Wir machen Silvesterpause und schließen ab Montag die Kommentarfunktion für ein paar Tage.
  • Das stimmt. Das Buch "White Feminism" der Journalistin Koa Beck zeigt eindrücklich auf, wie weiße Frauen der Mittel- und Oberklasse den feministischen Diskurs bestimmen und alles, was sie selbst nicht interessiert, zum "Nischenthema" deklarieren.

    Arme Mütter können ihren Kindern ab dem 22. jeden Monats kein Frühstück mehr auf den Tisch stellen? Putzfrauen in Privathaushalten arbeiten ohne Sozialversicherung? Ihre Auftraggeberinnen interessieren sich so sehr für ihre Belange wie Männer der 1950er für die ihrer Ehefrauen? Frauen of Color können sich in ihrem Job kaum vor Corona schützen? Wen interessiert das schon?

    Aber: Weiße Frauen der Mittel- und Oberklasse leiden unter dem Spagat zwischen Homeoffice und Homeschooling? Ganz wichtig! Das muss in vielen Artikeln lang und breit erörtert werden.

  • "wenn er [Feminismus] sich nicht auf Geschlecht beschränkt, sondern weitere Dimensionen von Diskriminierung und Unterdrückung mitdenkt."

    Das ist eine sehr wichtige Erkenntnis, Frau Djahangard!

    Vergessen wir nicht: Soziale Phänomene sind in aller Regel nicht eindimensional, sondern vieldimensional, sie sind nicht monokausal - nur durch einen Faktor - bedingt, sondern durch ein Bündel von Faktoren - multikausal.

    Dies gilt für soziale Phänomene wie Disparitäten in gesellschaftlichen Positionen, aber auch z.B. für Mordanschläge - ja, auch für den Fall der Tötung eines Menschen durch die Polizei.

    Immer schon vor jeder konkreten Untersuchung zu wissen, daß 'Sexismus' oder 'Rassismus' die Ursache einer Disparität oder eines Mordes ist, ist unwissenschaftlich.

    Es ist nicht zutreffend, daß 'Disparität' per se Beweis von sexistischer Diskriminierung ist, es ist ebenso wenig zutreffend, daß die Tötung eines schwarzen Menschen per se Beweis von 'Rassismus' ist.

    Immer ist der konkrete Fall in seiner (potentiellen und sehr wahrscheinlichen) Vieldimensionalität zu untersuchen. 'Sexismus' oder 'Rassismus' können im Spiel sein, müssen es aber nicht.

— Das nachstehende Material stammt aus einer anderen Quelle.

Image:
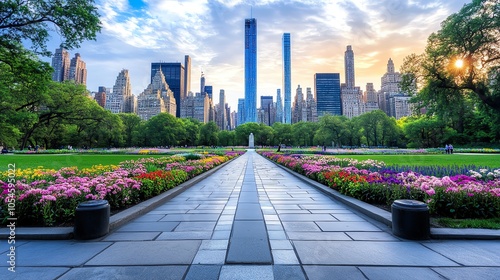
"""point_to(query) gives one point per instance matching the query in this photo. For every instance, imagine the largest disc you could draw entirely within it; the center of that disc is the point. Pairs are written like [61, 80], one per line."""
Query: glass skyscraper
[327, 86]
[287, 78]
[174, 75]
[250, 70]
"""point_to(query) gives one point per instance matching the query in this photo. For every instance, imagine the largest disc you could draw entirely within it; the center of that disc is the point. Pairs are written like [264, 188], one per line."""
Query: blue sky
[136, 33]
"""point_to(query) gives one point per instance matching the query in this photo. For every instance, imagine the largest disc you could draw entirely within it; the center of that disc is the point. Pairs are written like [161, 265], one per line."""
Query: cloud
[136, 33]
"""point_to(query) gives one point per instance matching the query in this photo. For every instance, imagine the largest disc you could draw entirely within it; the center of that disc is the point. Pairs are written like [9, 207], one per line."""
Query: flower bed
[472, 195]
[45, 197]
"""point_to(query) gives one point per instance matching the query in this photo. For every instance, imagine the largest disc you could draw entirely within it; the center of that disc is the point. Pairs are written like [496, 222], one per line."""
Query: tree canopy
[461, 60]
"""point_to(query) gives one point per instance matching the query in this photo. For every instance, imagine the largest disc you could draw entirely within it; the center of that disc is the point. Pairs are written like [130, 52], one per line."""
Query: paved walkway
[215, 230]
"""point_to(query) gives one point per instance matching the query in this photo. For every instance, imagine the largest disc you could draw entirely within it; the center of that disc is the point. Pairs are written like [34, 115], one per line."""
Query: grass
[493, 223]
[64, 160]
[492, 161]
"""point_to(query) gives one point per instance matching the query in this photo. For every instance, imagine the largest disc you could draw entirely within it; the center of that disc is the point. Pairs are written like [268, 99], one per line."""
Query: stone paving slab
[347, 226]
[147, 253]
[398, 273]
[149, 226]
[126, 272]
[469, 253]
[33, 273]
[369, 253]
[333, 272]
[245, 272]
[57, 253]
[203, 272]
[483, 273]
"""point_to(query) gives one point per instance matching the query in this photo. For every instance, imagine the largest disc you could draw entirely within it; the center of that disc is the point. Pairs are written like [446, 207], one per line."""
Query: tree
[31, 20]
[192, 128]
[461, 59]
[243, 132]
[282, 134]
[426, 132]
[163, 130]
[332, 129]
[226, 138]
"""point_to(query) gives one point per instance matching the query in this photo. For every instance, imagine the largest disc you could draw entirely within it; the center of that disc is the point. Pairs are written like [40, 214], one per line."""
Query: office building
[279, 107]
[241, 112]
[156, 98]
[100, 97]
[287, 78]
[250, 70]
[327, 93]
[187, 76]
[311, 106]
[121, 100]
[196, 107]
[351, 95]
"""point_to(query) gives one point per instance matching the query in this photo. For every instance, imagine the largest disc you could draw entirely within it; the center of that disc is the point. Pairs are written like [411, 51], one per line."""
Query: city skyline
[137, 33]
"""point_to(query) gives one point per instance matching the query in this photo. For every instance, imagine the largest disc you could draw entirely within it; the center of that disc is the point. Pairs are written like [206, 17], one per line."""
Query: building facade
[156, 98]
[100, 97]
[196, 107]
[279, 107]
[311, 106]
[187, 76]
[287, 78]
[351, 95]
[174, 73]
[250, 70]
[60, 63]
[327, 93]
[78, 70]
[299, 108]
[121, 99]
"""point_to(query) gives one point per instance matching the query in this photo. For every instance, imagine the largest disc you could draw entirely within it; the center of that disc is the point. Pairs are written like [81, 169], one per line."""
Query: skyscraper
[78, 70]
[121, 100]
[100, 97]
[351, 95]
[187, 76]
[60, 63]
[349, 67]
[221, 111]
[202, 83]
[279, 107]
[287, 78]
[174, 73]
[241, 112]
[327, 92]
[250, 70]
[156, 98]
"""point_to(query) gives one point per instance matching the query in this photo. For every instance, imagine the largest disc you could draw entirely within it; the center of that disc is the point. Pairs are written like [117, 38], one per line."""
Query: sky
[136, 33]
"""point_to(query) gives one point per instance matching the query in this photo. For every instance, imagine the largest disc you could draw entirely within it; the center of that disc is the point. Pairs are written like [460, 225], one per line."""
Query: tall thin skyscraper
[250, 70]
[279, 107]
[78, 70]
[287, 78]
[327, 92]
[60, 63]
[174, 76]
[187, 76]
[202, 83]
[349, 67]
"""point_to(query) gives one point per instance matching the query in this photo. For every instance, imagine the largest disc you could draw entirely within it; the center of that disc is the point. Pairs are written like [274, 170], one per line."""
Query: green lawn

Und wo sie im Spiel sind, ist stets zu fragen, welchen Anteil sie im gesamten Faktorenbündel haben: 90 %, 50 %, 20%, 5 %.

    Unterkomplexe Diagnose führt zu unterkomplexer Therapie.

    Hierarchische (Macht)strukturen bergen immer das Potential des Machtmißbrauchs - und es gibt in der Tat keinen Grund anzunehmen, daß Frauen dagegen immun sind. Und wenn Frauen der Verlockung des Machtmißbrauchs verfallen, sagen wir nicht, sie tun das, weil sie Frauen sind.

    Und solange es Hierarchien gibt, läßt sich das nicht völlig vermeiden. Hierarchien können evtl. 'flacher' gemacht werden, ganz ohne wird es jedoch nie gehen.

    Sofern Hierarchien auf Kompetenz beruhen, sind sie sinnvoll. Der Unterschied ist wichtig. In der Wahrnehmung mancher Menschen mag allein die 'Ausübung' von Kompetenz als Macht(mißbrauch) erscheinen.